Thursday, 23 August 2012

A nest box success

Nest boxes are most commonly associated with terrestrial birds such as chickadees, barn owls, and wood ducks, but recent research shows that these artificial cavities are also useful to seabirds--specifically, to the Mediterranean storm petrel (Hydrobates pelagicus melitensis), a small member of the family Procellariiformes.

(Incubating Mediterranean storm petrel. Image courtesy of Birdwatching in Malta.)

This group (which also includes albatrosses, shearwaters, and a number of other petrels) is threatened by habitat destruction, pollution, fishing, and predation. Conservation efforts often target the birds' breeding grounds, where managers are particularly interested in improving nesting habitat and removing threats to egg safety. One measure that seemed likely to achieve both of these goals simultaneously was the introduction of nest boxes, which might not only provide extra space for more pairs to lay eggs, but also protect the eggs against environmental hazards.

According to a short communication in the most recent issue of Biological Conservation, the boxes do, indeed, appear to improve petrel demographic parameters. These encouraging results were obtained by a team of Mediterranean researchers who monitored storm petrel nesting efforts on Spain's Benidorm Island from 1993-2010. They captured and banded breeding individuals, monitored nesting success, and kept records on petrel movement between natural and artificial cavities. All of these demographic data were entered into models allowing the researchers to estimate survival, recapture, breeding success, and change-of-nest-type probabilities.

(Spain's Benidorm Island. Image courtesy of Wikipedia.)

When researchers first started monitoring the petrels, there were 64 breeding pairs in their focal cave. By the year that the nest boxes were first installed, this number had decreased to only 36 pairs. After introduction of the boxes, however, the number of pairs increased fairly steadily, peaking at 108 boxes in 2006 and then plateauing thereafter. After their initial capture and banding, nest box breeders were 22% more likely to be recaptured than breeders using natural sites; more importantly, survival was 7% higher among birds using nest boxes. Pairs that laid eggs in nest boxes had 19% higher breeding success, which is probably why population growth rates based on nest box data were notably higher than those based on data from natural nests.
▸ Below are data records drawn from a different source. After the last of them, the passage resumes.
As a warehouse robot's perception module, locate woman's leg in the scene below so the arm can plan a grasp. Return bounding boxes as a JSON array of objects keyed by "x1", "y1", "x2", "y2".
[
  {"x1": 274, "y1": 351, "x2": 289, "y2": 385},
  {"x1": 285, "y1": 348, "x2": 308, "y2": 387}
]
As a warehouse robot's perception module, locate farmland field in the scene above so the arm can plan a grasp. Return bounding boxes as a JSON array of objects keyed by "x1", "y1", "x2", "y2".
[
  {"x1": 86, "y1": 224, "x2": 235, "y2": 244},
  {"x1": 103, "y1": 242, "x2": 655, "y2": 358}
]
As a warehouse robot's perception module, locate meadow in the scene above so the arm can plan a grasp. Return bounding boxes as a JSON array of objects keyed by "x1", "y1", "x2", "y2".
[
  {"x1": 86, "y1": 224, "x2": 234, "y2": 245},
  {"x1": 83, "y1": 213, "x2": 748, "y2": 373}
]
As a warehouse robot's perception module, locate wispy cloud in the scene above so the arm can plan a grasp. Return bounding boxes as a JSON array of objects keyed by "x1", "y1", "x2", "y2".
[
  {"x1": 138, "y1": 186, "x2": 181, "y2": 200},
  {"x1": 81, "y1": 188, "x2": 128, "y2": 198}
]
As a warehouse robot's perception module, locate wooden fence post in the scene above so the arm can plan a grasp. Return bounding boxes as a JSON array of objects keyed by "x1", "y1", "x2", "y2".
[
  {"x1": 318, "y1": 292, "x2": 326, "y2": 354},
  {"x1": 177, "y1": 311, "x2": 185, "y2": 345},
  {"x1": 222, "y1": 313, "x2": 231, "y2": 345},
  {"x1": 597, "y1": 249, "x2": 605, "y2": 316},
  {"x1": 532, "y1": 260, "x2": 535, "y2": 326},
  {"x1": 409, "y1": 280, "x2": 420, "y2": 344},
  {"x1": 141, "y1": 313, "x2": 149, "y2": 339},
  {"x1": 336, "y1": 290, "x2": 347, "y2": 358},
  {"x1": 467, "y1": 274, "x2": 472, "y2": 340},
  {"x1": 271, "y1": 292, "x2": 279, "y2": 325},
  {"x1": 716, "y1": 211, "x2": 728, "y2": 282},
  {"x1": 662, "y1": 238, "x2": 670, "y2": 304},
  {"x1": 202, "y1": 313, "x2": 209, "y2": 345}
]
One parameter that did not vary much between the two groups was the likelihood of moving from one type of nest site to the other; transition probability was only 0.6% from natural nests to nest boxes, and 0.4% for the reverse. The researchers suspect that older, established breeders preferred to nest in "traditional" locations, and that nest boxes were used by new breeders who found the artificial cavities while prospecting for their first nest sites. Typically, younger breeders would be less successful than older ones, so the fact that box-nesters did so well suggests that the boxes themselves were responsible for the higher survival and productivity rates observed here.

(Mediterranean storm petrel chick. Image courtesy of Birdwatching in Malta.)

In fact, survival rates of nest box breeders were similar to those found in colonies where predation rates are lower. This suggests that the boxes were offering protection from predators such as yellow-legged gulls (Larus michahellis)--some of whom specialize in petrel hunting. The authors report that this outcome was actually a happy coincidence, since the main purpose of nest box installation was to increase the number of nest sites available and, hopefully, improve breeding success by shielding eggs from trampling and falling rocks.

Unfortunately, the petrels only "took" to the boxes in the section of Benidorm Island where natural nest sites were lacking. In other words, it may be difficult to convince all petrels to occupy these cavities, no matter how safe they may be. The researchers offer one other caution: The increased breeding densities caused by nest box use could lead to problems associated with resource limitation or disease; further work will be needed to investigate this. On the whole, though, the results of the study are very encouraging, not only for Mediterranean storm petrels, but also for other sea birds that might benefit from similar conservation measures.

Libois, E., Gimenez, O., Oro, D., Minguez, E., Pradel, R., Sanz-Aguilar, A. 2012. Nest boxes: a successful management tool for the conservation of an endangered seabird. Biological Conservation 155:39-43.